Scientists are testing a series of unique springs on a wetland reserve created by the late Steve Irwin in a hunt for new drugs to treat diseases.
The freshwater springs are highly acidic and this has led to specialised plants which, experts say, could hold previously unseen chemical compounds with therapeutic uses.
Professor Ron Quinn is working to track down these unique compounds.
"The people who know this area say it is a unique freshwater spring," said Professor Quinn, director of the Eskitis Institute for Cell and Molecular Therapies at Griffith University in Queensland.
"That spring, it's an oasis ... it creates its own environment where you get different pressures.
"It means plants adapt ... and biological diversity results in chemical diversity, so there are different molecules there and they may indeed do something useful."

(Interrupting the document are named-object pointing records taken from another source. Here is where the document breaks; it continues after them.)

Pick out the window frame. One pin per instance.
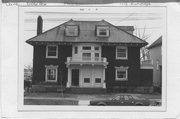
(46, 73)
(98, 28)
(124, 47)
(88, 79)
(69, 35)
(48, 50)
(122, 69)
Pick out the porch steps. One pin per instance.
(76, 90)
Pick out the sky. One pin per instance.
(152, 19)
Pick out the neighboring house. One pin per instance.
(89, 54)
(155, 50)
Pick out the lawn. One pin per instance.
(49, 102)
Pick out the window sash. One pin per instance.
(71, 31)
(51, 74)
(51, 51)
(121, 52)
(86, 47)
(121, 74)
(103, 31)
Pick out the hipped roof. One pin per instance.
(87, 34)
(156, 43)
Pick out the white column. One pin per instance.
(92, 76)
(104, 83)
(69, 78)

The springs were discovered on the 135,000ha Steve Irwin Wildlife Reserve on Queensland's Cape York Peninsula.
In partnership with Australia Zoo, and with the support of Steve Irwin's widow Terri, work has begun to collect up to 3000 plant samples at the site.
The collection work is expected to take more than two years as the flower, seed, root and bark samples will be taken in different seasons.
"There are many plant products that are used as therapeutic agents - things like taxol [from Pacific yew tree bark] which is a therapy for breast cancer," said Professor Quinn.
He said about half of all drugs in use globally were derived from a "natural product".